El semanario Ríodoce, que durante años fue casa del periodista Javier Valdez, reveló más detalles de las acusaciones que EU mantiene contra Genero García Luna y que lo involucran con “favores” al cártel de Sinaloa como arrestar a miembros de cárteles rivales y proporcionar información confidencial.

Culiacán, Sinaloa, 16 de octubre (Ríodoce).– El exsecretario de Seguridad Pública Genaro García Luna se declaró inocente ante una serie de nuevos cargos que presentaron fiscales en una corte federal del Distrito Este de Nueva York, incluyendo estar coludido en el tráfico de al menos 53 toneladas de cocaína que habrían llegado a Estados Unidos.

“No culpable”, dijo García Luna al Juez Brian M. Cogan, luego que la traductora le leyera la acusación, y le explicara que los fiscales tienen la evidencia necesaria para inculparlo de su participación para el trasiego de droga.

La acusación, actualizada el pasado 30 de julio, incluye a Luis Cárdenas Palomino y Ramón Pequeño García como dos de los principales operadores de García Luna, quienes habrían sido “puentes” para negociar con líderes del cártel de Sinaloa, según se lee en el nuevo expediente 19-cr-00576, radicado en el Distrito Este de Nueva York.

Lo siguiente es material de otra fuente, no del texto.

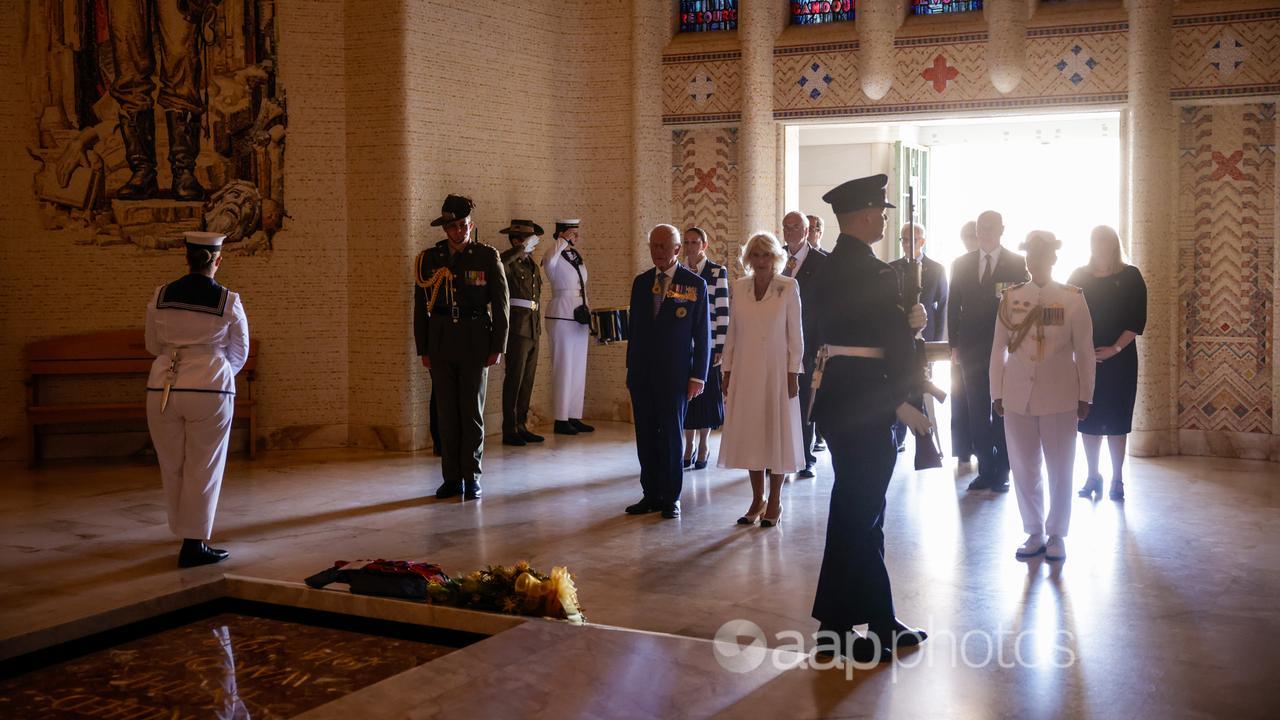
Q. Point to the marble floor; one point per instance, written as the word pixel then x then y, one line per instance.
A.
pixel 1165 606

De acuerdo a la acusación, tanto el exsecretario de Seguridad como Cárdenas Palomino y Pequeño García, habrían trabajado con líderes del cártel de Sinaloa para proteger toneladas de droga que eran traficadas de México a Estados Unidos a través de todos los medios posibles, incluyendo submarinos, barcos, aviones, y tráileres.

Luis Cárdenas Palomino, exjefe de la División de Seguridad Regional de la Secretaría de Seguridad Pública Federal. Foto: Juan Pablo Zamora, Cuartoscuro.

“Los acusados no sólo protegían cargamentos de droga que pertenecían al Cártel de Sinaloa, y que fueron consumidos en su totalidad en Estados Unidos, sino que también protegían a sus líderes para que no fueran arrestados”, se lee en la acusación.

Ramón Pequeño García, exjefe de Inteligencia de la Policía Federal. Foto: Saúl López, Cuartoscuro.

Agrega el documento: El nivel de corrupción incluía asegurar que dinero producto de la venta de las drogas en Estados Unidos llegara con bien nuevamente a las manos de los líderes del cártel, y hasta buscar formas para lavar ese dinero.

 

Foto: Especial vía Ríodoce.

Apenas el 19 de agosto pasado, la Fiscalía estadounidense presentó ante el Juez Cogan una moción en donde aseguraba tener al menos 17 grabaciones telefónicas entre García Luna y narcotraficantes de alto rango del cártel de Sinaloa.

Hasta la fecha, el Juez Cogan no ha definido si aceptará esas grabaciones como evidencia durante el juicio, ya que los fiscales no han precisado cómo las obtuvieron, pues de tratarse de un sistema ilegal de espionaje, no tendrían validez judicial.

Sin embargo, en esta nuevas acusaciones ante las cuales García Luna se declaró no culpable, no se hizo mención de esas grabaciones.

LA EVIDENCIA

Parte de la evidencia que la Fiscalía dice tener en su poder y que incluye grabaciones, escritos y testimonios de testigos protegidos, destaca que tanto García Luna como Cárdenas Palomino, exdirector de seguridad regional de la extinta Policía Federal, y Pequeño García, director de la división Anti Drogas durante el sexenio de Felipe Calderón, hacían varios tipos de favores al cártel de Sinaloa a cambio de millones de dólares, entre lo que destaca:

A) No interferir con los envíos de drogas en México que tenían como destino Estados Unidos; B) Brindarles acceso a información delicada sobre las operaciones policiales que hacían en contra del cártel; C) Arrestar a miembros de cártel rival en lugar de a miembros del cártel de Sinaloa, además de proporcionar información confidencial que las fuerzas del orden tenían para ir sobre un cártel rival y; D) Colocar a otros funcionarios corruptos en posiciones de poder en ciertas áreas que eran controladas por el cártel de Sinaloa.

Los nuevos cargos, ante los cuales García Luna dijo ser inocente, destaca que entre enero de 2001 y el presente, los acusados estuvieron asociados para traficar 53 mil kilos de cocaína a Estados Unidos, a los cuales se añaden las acusaciones anteriores incluyendo conspiración para obtener, poseer, distribuir e importar drogas a Estados Unidos, además de alegar falsamente ante las autoridades de migración.

El Juez Cogan programó la próxima audiencia para el 7 de diciembre de este año, y se espera que para entonces se determine la fecha para el inicio de juicio.